La crescita delle montagne potrebbe non essere solo uno spettacolo della geologia, ma anche un motore diretto dell’evoluzione della vita sulla Terra: è quanto emerge dal lavoro dettagliato in un nuovo studio condotto da un team di ricercatori guidato da scienziati dell’Università dell’Indiana, sottoposto a revisione paritaria e pubblicato sulla rivista scientifica Science. Secondo i risultati ottenuti utilizzando modelli informatici avanzati, la fauna si evolverebbe in risposta ai cambiamenti di paesaggio e, in particolare, alla creazione di nuove montagne, le quali favoriscono la nascita di nuove specie, in particolare tra piccoli mammiferi e roditori. Si tratta di uno studio che, secondo gli autori, rafforza il legame tra geologia e biologia evolutiva, suggerendo che i paesaggi non siano semplici sfondi, ma partecipino attivamente alla formazione della biodiversità. «Lo studio evidenzia anche come i cambiamenti geologici in corso potrebbero continuare a influenzare la biodiversità in futuro», ha commentato il coautore Eyal Marder, aggiungendo che comprendere il ruolo della geologia potrebbe aiutare a prevedere e proteggere la biodiversità minacciata dai cambiamenti climatici.

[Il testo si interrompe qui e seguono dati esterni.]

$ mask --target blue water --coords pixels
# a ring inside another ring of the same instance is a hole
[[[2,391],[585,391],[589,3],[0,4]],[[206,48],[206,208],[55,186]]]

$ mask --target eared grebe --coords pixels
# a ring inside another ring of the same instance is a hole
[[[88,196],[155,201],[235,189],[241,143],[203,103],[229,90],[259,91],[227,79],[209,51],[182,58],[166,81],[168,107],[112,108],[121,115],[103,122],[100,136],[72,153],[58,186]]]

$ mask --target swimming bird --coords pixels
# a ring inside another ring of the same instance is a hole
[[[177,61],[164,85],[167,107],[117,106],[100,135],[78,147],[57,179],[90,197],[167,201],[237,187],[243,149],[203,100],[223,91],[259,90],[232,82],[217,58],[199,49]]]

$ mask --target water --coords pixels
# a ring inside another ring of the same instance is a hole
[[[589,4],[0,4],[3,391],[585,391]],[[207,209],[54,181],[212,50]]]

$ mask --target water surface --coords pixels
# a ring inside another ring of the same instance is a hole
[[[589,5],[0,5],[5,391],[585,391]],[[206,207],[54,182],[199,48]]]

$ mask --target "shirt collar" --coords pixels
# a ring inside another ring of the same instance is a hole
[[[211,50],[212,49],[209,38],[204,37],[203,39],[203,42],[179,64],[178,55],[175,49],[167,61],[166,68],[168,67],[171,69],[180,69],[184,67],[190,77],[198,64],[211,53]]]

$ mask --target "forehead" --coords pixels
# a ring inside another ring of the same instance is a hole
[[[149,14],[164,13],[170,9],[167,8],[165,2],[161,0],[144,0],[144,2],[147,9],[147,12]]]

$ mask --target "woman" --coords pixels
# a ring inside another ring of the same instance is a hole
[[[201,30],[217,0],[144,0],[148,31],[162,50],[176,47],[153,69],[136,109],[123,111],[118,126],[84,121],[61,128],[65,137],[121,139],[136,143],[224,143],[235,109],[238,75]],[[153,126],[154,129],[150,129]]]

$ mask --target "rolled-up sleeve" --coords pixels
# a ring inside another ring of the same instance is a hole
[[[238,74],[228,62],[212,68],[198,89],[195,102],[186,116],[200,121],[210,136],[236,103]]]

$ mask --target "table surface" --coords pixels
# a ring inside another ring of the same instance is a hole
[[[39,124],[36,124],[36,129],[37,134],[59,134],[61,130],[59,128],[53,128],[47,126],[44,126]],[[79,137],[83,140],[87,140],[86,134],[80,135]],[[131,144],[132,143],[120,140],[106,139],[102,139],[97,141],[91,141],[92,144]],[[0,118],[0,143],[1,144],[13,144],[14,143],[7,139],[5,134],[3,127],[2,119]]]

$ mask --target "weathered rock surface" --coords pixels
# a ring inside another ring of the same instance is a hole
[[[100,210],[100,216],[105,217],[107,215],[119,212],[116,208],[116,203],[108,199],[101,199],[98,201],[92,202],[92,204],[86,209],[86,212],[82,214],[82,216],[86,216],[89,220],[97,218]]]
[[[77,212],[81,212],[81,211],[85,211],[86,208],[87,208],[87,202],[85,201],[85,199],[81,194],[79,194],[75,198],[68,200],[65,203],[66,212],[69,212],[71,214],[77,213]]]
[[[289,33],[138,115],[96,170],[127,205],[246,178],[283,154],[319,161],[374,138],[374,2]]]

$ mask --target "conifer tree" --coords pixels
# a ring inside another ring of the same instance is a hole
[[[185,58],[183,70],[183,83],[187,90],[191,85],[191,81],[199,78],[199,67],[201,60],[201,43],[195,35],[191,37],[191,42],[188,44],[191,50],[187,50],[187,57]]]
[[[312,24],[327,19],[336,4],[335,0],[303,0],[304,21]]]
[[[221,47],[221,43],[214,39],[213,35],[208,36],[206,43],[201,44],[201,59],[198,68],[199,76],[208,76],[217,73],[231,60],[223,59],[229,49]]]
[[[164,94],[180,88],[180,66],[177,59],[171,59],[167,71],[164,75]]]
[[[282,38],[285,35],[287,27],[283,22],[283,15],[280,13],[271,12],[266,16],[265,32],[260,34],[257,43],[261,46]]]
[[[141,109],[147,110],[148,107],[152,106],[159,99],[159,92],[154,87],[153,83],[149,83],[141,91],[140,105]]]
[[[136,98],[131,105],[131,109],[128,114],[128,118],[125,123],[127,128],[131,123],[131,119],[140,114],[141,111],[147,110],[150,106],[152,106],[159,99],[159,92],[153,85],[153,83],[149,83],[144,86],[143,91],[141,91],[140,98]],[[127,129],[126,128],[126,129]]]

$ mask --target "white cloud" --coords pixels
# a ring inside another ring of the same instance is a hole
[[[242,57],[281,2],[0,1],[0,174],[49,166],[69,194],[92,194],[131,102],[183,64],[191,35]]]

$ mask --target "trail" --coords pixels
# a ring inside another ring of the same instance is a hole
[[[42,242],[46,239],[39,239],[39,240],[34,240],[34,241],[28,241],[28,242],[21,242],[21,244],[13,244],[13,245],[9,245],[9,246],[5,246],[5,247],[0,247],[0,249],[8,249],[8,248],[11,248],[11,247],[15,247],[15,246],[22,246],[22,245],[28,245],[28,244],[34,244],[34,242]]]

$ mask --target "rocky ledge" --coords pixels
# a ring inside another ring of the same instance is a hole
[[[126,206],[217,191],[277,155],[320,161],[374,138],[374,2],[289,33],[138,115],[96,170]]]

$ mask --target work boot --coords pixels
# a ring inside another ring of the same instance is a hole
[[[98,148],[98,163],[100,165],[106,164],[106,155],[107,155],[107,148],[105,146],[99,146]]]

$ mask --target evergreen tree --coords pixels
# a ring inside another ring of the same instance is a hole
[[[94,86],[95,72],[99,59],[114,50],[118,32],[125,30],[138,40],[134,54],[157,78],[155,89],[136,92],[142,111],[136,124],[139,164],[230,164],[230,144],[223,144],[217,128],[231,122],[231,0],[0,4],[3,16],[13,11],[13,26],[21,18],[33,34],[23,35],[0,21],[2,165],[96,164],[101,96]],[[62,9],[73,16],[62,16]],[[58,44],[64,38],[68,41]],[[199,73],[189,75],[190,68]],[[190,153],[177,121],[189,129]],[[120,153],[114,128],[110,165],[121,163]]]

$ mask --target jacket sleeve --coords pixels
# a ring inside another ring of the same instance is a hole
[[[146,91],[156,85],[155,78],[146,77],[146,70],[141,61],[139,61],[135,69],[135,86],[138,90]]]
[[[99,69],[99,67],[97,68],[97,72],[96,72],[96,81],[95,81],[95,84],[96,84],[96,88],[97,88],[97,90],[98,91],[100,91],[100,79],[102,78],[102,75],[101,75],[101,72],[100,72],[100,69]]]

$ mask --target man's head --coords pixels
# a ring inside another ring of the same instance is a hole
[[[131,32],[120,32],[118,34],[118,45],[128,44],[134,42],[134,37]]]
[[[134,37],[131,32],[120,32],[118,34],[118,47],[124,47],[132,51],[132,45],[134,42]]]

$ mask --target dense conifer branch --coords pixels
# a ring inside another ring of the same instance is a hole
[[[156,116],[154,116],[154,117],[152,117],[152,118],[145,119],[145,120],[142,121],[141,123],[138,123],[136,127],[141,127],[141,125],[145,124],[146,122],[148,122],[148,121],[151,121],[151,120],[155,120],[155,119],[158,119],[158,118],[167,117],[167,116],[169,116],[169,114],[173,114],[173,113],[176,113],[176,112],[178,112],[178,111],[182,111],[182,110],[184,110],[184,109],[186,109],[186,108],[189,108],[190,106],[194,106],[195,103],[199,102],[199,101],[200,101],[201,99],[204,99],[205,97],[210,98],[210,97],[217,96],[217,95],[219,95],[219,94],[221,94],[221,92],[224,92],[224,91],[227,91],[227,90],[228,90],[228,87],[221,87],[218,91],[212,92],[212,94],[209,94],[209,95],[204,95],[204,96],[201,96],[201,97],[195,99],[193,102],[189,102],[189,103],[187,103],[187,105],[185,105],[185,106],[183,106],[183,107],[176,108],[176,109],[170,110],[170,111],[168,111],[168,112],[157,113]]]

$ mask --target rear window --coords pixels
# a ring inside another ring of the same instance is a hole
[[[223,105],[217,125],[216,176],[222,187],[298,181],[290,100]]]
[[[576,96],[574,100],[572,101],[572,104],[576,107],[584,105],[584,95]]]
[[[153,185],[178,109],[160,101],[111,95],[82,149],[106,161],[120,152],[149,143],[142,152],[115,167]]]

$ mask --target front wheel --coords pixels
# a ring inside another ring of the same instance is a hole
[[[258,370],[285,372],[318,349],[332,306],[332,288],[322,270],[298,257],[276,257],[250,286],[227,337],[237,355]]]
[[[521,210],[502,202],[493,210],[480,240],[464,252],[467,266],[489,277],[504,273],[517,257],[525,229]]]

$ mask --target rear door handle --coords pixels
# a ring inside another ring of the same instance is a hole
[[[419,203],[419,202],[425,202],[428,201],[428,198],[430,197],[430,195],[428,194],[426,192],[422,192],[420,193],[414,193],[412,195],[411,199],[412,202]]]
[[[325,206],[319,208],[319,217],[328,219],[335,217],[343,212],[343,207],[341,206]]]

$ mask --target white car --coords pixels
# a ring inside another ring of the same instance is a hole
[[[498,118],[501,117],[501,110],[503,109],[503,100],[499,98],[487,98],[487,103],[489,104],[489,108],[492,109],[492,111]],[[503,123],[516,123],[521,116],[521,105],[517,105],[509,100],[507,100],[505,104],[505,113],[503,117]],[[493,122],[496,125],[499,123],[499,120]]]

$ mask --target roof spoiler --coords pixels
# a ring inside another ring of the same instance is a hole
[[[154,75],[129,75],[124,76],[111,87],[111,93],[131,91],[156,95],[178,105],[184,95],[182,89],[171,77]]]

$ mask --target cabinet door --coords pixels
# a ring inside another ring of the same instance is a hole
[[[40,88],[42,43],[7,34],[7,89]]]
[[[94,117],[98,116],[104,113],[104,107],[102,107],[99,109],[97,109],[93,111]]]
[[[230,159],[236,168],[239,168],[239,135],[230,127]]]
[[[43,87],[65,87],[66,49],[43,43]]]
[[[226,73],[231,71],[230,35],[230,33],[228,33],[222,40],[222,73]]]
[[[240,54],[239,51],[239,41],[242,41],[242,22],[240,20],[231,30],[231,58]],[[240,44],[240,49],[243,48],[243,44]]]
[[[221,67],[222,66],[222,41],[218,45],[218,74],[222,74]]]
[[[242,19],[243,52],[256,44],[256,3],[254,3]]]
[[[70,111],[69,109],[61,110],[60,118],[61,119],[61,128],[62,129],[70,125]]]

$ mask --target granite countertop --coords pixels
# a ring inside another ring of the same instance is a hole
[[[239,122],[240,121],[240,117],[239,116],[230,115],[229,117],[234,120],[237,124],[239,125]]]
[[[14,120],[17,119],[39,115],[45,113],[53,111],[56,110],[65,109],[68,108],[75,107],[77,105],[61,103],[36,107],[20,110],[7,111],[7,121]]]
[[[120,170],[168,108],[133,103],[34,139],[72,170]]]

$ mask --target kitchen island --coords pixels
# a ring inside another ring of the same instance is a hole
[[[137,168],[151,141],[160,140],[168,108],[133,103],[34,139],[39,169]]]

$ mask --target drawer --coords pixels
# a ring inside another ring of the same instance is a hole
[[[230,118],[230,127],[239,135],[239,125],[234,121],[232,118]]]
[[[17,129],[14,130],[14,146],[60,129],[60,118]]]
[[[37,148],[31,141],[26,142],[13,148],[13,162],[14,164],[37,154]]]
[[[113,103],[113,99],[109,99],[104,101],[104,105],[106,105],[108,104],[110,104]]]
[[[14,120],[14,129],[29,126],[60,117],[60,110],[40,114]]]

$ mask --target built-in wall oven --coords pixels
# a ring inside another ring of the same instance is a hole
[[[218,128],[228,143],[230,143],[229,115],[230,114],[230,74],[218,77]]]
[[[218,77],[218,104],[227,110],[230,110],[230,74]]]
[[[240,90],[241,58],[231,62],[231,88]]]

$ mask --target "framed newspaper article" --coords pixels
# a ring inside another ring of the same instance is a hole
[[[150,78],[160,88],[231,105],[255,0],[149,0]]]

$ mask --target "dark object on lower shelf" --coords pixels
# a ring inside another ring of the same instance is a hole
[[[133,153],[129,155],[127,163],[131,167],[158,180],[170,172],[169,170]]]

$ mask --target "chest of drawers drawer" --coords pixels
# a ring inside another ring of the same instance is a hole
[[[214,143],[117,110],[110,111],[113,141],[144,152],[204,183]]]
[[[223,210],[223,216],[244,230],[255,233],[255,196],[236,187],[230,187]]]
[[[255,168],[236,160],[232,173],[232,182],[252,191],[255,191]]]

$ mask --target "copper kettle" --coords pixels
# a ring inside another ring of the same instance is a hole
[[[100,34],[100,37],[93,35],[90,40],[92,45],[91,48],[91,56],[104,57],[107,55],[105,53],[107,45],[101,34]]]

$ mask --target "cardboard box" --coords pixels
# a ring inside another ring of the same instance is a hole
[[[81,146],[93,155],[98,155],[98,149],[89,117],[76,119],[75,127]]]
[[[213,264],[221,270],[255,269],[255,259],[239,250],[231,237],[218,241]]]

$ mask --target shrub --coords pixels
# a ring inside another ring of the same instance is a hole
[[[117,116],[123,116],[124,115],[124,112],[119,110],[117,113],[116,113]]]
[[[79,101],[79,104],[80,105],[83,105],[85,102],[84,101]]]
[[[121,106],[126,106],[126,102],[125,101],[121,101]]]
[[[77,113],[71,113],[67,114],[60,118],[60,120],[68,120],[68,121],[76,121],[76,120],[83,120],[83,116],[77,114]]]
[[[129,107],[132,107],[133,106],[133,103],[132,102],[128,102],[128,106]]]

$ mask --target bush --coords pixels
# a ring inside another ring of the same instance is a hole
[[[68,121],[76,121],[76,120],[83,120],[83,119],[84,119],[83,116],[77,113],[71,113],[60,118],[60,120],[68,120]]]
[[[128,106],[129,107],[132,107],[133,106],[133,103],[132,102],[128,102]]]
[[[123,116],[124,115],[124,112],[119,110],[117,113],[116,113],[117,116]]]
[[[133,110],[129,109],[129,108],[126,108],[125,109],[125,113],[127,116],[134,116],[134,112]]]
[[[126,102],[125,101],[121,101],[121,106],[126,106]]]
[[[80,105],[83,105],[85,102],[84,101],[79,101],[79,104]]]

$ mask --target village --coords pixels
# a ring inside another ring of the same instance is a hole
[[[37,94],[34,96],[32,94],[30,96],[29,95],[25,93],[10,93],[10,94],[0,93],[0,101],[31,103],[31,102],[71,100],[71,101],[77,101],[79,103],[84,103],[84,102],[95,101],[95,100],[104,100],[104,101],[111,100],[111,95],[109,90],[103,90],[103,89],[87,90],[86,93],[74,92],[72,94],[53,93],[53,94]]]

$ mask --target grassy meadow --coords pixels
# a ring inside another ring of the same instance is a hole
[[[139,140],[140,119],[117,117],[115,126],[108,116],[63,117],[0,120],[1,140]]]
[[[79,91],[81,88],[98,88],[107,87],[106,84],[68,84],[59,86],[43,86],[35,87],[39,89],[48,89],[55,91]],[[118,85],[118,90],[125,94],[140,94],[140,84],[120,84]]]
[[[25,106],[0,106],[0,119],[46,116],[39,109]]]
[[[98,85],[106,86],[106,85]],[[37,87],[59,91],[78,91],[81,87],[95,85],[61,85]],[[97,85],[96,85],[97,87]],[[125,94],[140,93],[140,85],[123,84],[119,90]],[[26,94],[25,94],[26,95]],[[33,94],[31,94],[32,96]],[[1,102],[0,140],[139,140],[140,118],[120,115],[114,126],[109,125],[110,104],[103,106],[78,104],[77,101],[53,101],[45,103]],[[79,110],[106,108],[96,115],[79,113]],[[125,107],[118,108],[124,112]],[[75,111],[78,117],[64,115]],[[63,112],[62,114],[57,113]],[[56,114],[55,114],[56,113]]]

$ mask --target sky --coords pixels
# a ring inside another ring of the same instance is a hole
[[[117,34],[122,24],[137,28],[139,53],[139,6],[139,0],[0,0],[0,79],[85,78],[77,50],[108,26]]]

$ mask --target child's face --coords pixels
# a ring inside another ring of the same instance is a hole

Per decenni, i biologi hanno osservato che le montagne ospitano una varietà di specie sorprendente, ma le cause di questa ricchezza restavano incerte: non era chiaro se la biodiversità montana derivasse da processi evolutivi legati al paesaggio o da altri fattori ecologici. Lo studio appena pubblicato ha deciso di affrontare direttamente questa domanda, mostrando che l’innalzamento delle montagne crea nuovi habitat e isola geograficamente le popolazioni, favorendo la speciazione, cioè la nascita di nuove specie. Per analizzare questo fenomeno gli autori si sono serviti di Adascape, un modello informatico che simula l’evoluzione delle specie in risposta ai cambiamenti del territorio. Oltre ad Adascape, sono stati sviluppati nuovi software per creare un mondo virtuale in cui osservare come le specie si differenziano nel corso di milioni di anni, mentre le montagne si formano e modificano il paesaggio.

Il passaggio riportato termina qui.